Kalau ditinjau perbandingan antara wanita dan pria, ternyata
wanita lebih banyak menderita hipertensi. Dari laporan Sugiri di
Jawa Tengah didapatkan angka prevalensi 6,0% untuk pria dan
11,6% untuk wanita. Laporan dari Sumatera Barat, mendapatkan
18,6% pria dan 17,4% wanita. Dari perkotaan di Jakarta
(pertukangan) didapatkan 14,6% pria dan 13,7% wanita.
3) Umur
Penderita hipertensi esensial, sebagian besar timbul pada usia
25 – 45 tahun dan hanya 20% yang timbulnya kenaikan tekanan
darah di bawah usia 20 tahun dan diatas 50 tahun (Soeparman,
1999).
b. Dapat dikontrol, seperti:
1) Kegemukan (obesitas)
Belum terdapat mekanisme pasti, yang dapat menjelaskan
hubungan antara obesitas dan hipertensi esensial, akan tetapi pada
penyelidikan dibuktikan bahwa curah jantung dan sirkulasi volume
darah penderita obesitas dengan hipertensi lebih tinggi dibandingkan
dengan penderita yang mempunyai berat badan normal. Pada
obesitas tahanan ferifer berkurang atau normal, sedangkan aktivitas
saraf simpatis meninggi dengan aktivitas renin plasma yang rendah.
2) Kurang Olahraga
Lebih banyak dihubungkan dengan pengobatan hipertensi,
karena olah raga isotonik dan teratur dapat menurunkan tahanan
perifer, yang akan menurunkan tekanan darah. Olah raga juga
dikaitkan dengan peran obesitas pada hipertensi.
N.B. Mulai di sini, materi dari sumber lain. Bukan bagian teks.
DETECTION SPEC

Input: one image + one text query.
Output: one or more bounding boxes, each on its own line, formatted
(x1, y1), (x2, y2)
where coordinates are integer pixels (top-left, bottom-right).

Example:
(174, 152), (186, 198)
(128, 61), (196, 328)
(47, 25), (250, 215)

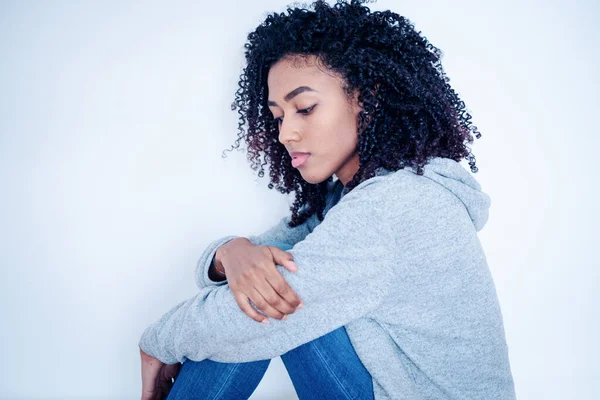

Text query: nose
(278, 120), (300, 144)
Dengan kurang olah
raga, kemungkinan timbulnya obesitas akan meningkat dan apabila
asupan garam bertambah, akan mudah timbul hipertensi.
3) Merokok
Rokok juga dihubungkan dengan hipertensi, walaupun pada
manusia mekanisme secara pasti belum diketahui. Hubungan antara
rokok dengan peningkatan resiko kardiovaskuler telah banyak
dibuktikan.
4) Kolesterol tinggi
Alkohol juga dihubungkan dengan hipertensi. Peminum
alkohol berat cenderung hipertensi, walaupun mekanisme timbulnya
hipertensi secara pasti belum diketahui.
5) Konsumsi Alkohol
6) Garam
Merupakan hal yang sangat sentral dalam patofisiologi
hipertensi. Hipertensi hampir tidak pernah ditemukan pada golongan
suku bangsa dengan asupan garam minimal. Apabila asupan garam
kurang dari 3 gram perhari, prevalensi hipertensi beberapa saja,
sedangkan apabila asupan garam antara 5 – 15 gram perhari,
prevalensi hipertensi meningkat menjadi 15 – 20%.
5. Patofisiologi
Hipertensi disebabkan oleh banyak faktor penyebab seperti
penyempitan arteri renalis atau penyakit parenkim ginjal, berbagai obat,
disfungsi organ, tumor dan kehamilan. Gangguan emosi, obesitas, konsumsi
alkohol yang berlebihan, rangsangan kopi yang berlebihan, tembakau dan
obat-obatan dan faktor keturunan, faktor umur. Faktor penyebab diatas dapat
berpengaruh pada sistem saraf simpatis. Mekanisme yang mengontrol
konstriksi dan relaksasi pembuluh darah terletak dipusat vasomotor pada
medula diotak. Dari pusat vasomotor ini bermula jaras saraf simpatis, yang
berlanjut ke korda spinalis dan keluar dari kolumna medula spinalis ke
ganglia simpatis ditoraks dan abdomen. Rangsangan pusat vasomotor
dihantarkan dalam bentuk impuls yang bergerak ke bawah melalui sistem
jarak simpatis ke ganglia simpatis. Pada titik ini, neuron preganglion
melepaskan asetilkolin yang merangsang serabut saraf pasca ganglion ke
pembuluh darah dengan dilepaskannya norepinefrin mengakibatkan
kontriksi pembuluh darah. Pada saat bersamaan sistem saraf simpatis
merangsang pembuluh darah sebagai respon rangsang emosi kelenjar adrenal
terangsang, vasokonstriksi bertambah. Medula adrenal mensekresi epinofrin
menyebabkan vasokontriksi. Korteks adrenal mensekresi kortisol dan steroid
yang memperkuat respons vasokontriksi dan mengakibatkan penurunan
aliran darah ke ginjal merangsang pelepasan renin. Renin merangsang
pembentukan angiotensin I dan diubah menjadi angiotensin II yang
mengakibatkan retensi natrium dan air yang menimbulkan odema.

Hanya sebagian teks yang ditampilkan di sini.